DHS Secretary Says Biden Admin Won’t Allow Cubans Seeking Asylum Into U.S. But ‘Referred To Third Countries’

In the wake of increasing tensions between the Cuban communist regime and Cubans seeking freedom, Security Secretary Alejandro Mayorkas reportedly warned Cubans on Tuesday that if they leave their homeland, they will be denied entry to the United States.

Mayorkas, whose family fled Cuba, said that the Biden administration has “solidarity with the Cuban people and their call for freedom.”

Mayorkas, on the other hand, warned Cubans — as well as Haitians — against traveling to America by ocean.
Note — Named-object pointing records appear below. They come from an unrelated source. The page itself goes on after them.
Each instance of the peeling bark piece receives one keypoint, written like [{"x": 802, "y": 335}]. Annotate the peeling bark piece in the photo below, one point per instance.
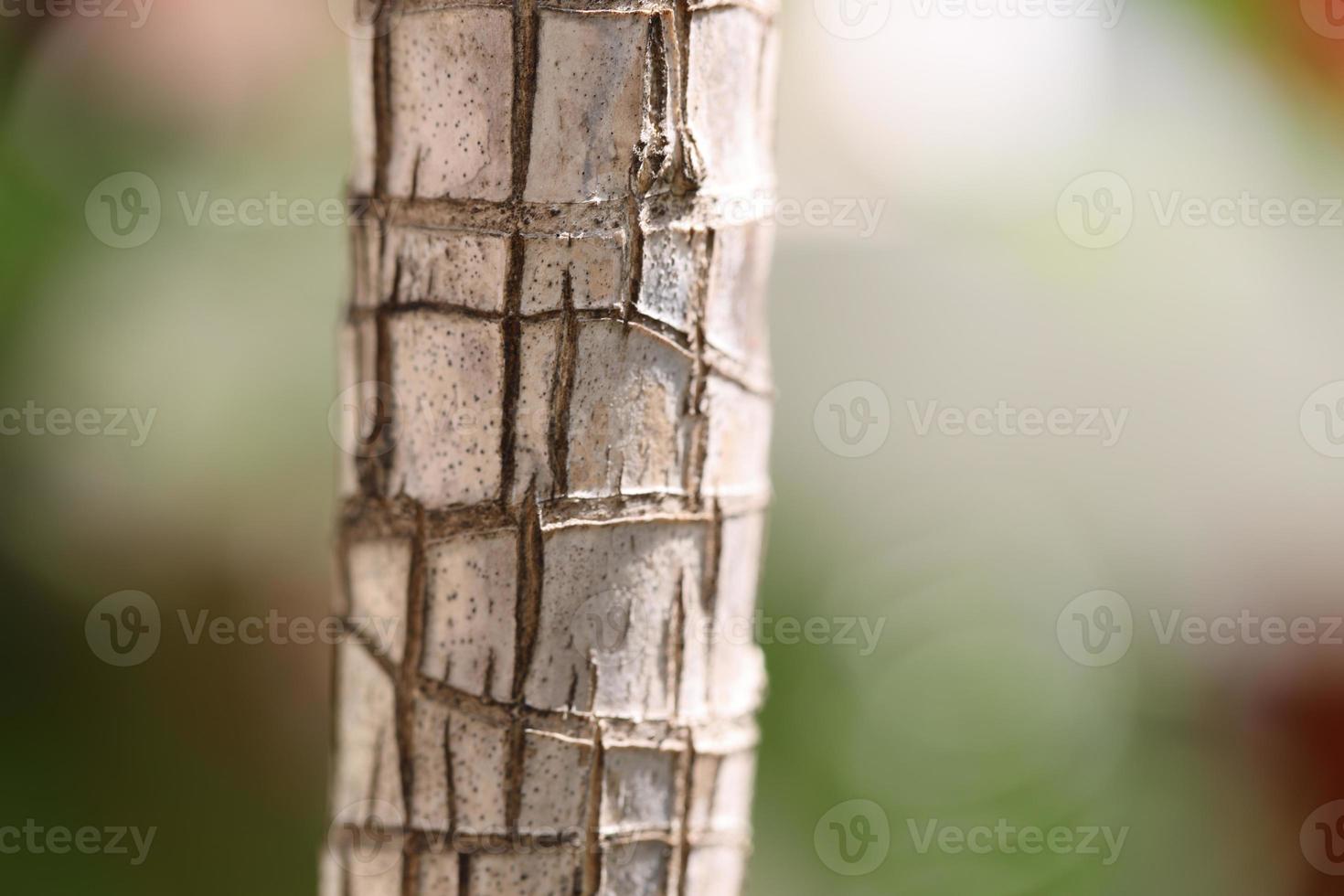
[
  {"x": 472, "y": 592},
  {"x": 636, "y": 869},
  {"x": 638, "y": 790},
  {"x": 555, "y": 784},
  {"x": 735, "y": 308},
  {"x": 737, "y": 666},
  {"x": 362, "y": 103},
  {"x": 723, "y": 91},
  {"x": 740, "y": 441},
  {"x": 379, "y": 581},
  {"x": 605, "y": 629},
  {"x": 667, "y": 288},
  {"x": 451, "y": 119},
  {"x": 625, "y": 414},
  {"x": 722, "y": 790},
  {"x": 514, "y": 875},
  {"x": 539, "y": 348},
  {"x": 480, "y": 762},
  {"x": 715, "y": 870},
  {"x": 445, "y": 268},
  {"x": 594, "y": 265},
  {"x": 589, "y": 109},
  {"x": 368, "y": 769},
  {"x": 448, "y": 378}
]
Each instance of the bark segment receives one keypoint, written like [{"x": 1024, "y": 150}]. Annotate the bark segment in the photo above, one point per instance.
[{"x": 558, "y": 498}]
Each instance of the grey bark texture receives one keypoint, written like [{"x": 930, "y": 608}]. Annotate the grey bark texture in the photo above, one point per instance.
[{"x": 552, "y": 504}]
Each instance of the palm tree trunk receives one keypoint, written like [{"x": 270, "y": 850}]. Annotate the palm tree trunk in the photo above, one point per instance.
[{"x": 560, "y": 430}]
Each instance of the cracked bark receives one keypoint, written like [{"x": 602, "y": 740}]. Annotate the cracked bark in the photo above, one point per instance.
[{"x": 557, "y": 498}]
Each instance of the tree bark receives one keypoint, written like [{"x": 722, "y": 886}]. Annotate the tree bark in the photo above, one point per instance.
[{"x": 558, "y": 441}]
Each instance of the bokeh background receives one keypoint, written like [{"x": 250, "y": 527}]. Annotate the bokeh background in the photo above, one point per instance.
[{"x": 968, "y": 129}]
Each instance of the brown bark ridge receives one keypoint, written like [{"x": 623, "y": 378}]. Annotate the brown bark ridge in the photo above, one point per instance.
[{"x": 552, "y": 517}]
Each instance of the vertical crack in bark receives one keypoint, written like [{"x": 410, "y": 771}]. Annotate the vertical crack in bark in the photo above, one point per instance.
[
  {"x": 375, "y": 461},
  {"x": 634, "y": 255},
  {"x": 511, "y": 334},
  {"x": 593, "y": 833},
  {"x": 531, "y": 563},
  {"x": 515, "y": 774},
  {"x": 686, "y": 159},
  {"x": 520, "y": 145},
  {"x": 382, "y": 94},
  {"x": 451, "y": 781},
  {"x": 562, "y": 389},
  {"x": 677, "y": 644},
  {"x": 698, "y": 411},
  {"x": 709, "y": 586},
  {"x": 406, "y": 692},
  {"x": 686, "y": 802},
  {"x": 464, "y": 875}
]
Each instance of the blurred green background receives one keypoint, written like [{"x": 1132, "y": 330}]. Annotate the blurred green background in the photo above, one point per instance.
[{"x": 966, "y": 293}]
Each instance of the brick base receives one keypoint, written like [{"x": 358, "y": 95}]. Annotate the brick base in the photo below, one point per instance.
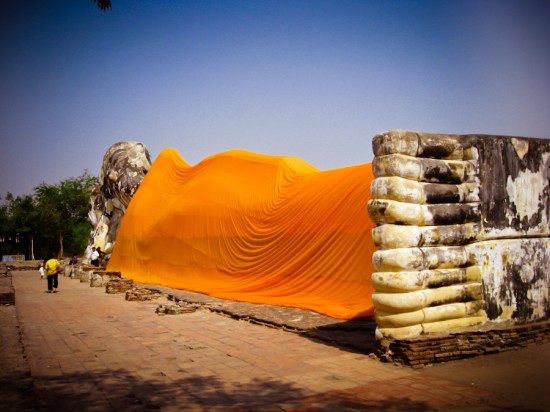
[{"x": 426, "y": 350}]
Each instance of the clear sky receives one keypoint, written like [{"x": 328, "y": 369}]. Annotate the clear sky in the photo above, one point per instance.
[{"x": 312, "y": 79}]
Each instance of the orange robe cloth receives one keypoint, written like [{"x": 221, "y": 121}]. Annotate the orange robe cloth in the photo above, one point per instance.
[{"x": 253, "y": 228}]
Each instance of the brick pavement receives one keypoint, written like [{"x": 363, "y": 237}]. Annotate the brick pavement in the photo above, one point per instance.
[{"x": 91, "y": 351}]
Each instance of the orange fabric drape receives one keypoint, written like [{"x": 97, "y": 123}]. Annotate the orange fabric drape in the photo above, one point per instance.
[{"x": 253, "y": 228}]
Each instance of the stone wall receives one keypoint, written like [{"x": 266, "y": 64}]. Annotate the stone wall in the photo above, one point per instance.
[{"x": 462, "y": 230}]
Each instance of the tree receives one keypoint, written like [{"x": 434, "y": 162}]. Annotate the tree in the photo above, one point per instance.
[
  {"x": 63, "y": 210},
  {"x": 55, "y": 216}
]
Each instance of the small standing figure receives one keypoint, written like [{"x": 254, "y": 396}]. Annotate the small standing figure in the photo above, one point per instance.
[
  {"x": 94, "y": 258},
  {"x": 51, "y": 267}
]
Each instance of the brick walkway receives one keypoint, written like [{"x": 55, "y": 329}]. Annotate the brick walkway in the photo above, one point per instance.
[{"x": 91, "y": 351}]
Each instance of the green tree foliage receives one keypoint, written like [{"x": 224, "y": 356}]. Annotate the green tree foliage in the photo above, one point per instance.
[{"x": 55, "y": 216}]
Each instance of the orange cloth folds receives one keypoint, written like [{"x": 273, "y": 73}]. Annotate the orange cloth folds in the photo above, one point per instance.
[{"x": 253, "y": 228}]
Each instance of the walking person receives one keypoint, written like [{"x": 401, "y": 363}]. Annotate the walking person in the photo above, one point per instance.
[{"x": 51, "y": 268}]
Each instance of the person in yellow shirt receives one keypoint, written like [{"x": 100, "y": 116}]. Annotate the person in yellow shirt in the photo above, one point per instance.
[{"x": 51, "y": 271}]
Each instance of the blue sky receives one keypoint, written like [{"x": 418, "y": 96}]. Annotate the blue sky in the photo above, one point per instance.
[{"x": 312, "y": 79}]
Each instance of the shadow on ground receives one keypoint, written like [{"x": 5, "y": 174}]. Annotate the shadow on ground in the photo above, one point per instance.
[{"x": 122, "y": 390}]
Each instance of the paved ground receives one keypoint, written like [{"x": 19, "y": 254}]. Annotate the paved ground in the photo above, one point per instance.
[{"x": 82, "y": 349}]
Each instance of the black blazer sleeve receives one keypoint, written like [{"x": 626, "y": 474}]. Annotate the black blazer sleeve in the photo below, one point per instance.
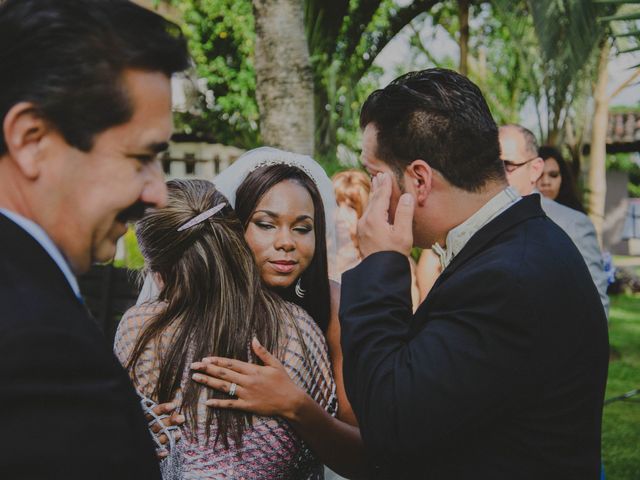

“The Coast Guard, along with our state, local, and federal partners are monitoring any activity that may indicate increases in unsafe and irregular maritime migration in the Florida straits, including unpermitted vessel departures from Florida to Cuba. The time is never right to attempt migration by sea. To those who risk their lives doing so, this risk is not worth taking,” the secretary said.

“Allow me to be clear: If you take to the sea, you will not come to the United States,” he added.

Despite clear evidence that the Cuban government is employing lethal force to suppress demonstrations, Mayorkas claims that such refugees would never enter the United States.

“If individuals make, establish a well-founded fear of persecution or torture, they are referred to third countries for resettlement. They will not enter the United States,” Mayorkas said.

The startling remarks, which came as Cuban Americans like Sen. Marco Rubio (R-Fla.) called on the Biden administration to speak out in favor of the Cuban people, take a far different tone on Cuban refugees than Mayorkas had previously expressed.

Mayorkas, for example, tweeted after being nominated by President Joe Biden, “When I was very young, the United States provided my family and me a place of refuge. Now, I have been nominated to be the DHS Secretary and oversee the protection of all Americans and those who flee persecution in search of a better life for themselves and their loved ones.”

That same asylum is now reportedly inaccessible to his own people, under his leadership.

Mayorkas’ attitude toward Cubans directly conflicts with the Biden administration’s stance on migrants passing through Mexico on their way to seek refuge in the United States. The Biden administration has reportedly welcomed those migrants with broad arms, blaming the border problem on climate change.

Refugee rights activists slammed Mayorkas’ remarks.

Human Rights First’s assistant director, Kennji Kizuka, told CBS News, “The U.S. government shouldn’t be using this system of off-shore processing to evade our refugee protection laws. They should allow people to land in the United States and go through their full asylum proceedings.”

Katharina Obser of the Migrant Rights & Justice Program at the Women’s Refugee Commission told the Washington Post that advocates were “gravely disappointed” by the Biden administration’s “repeated insistence on rejecting desperate families, children, and single adults from our borders, whether by foot or by sea.”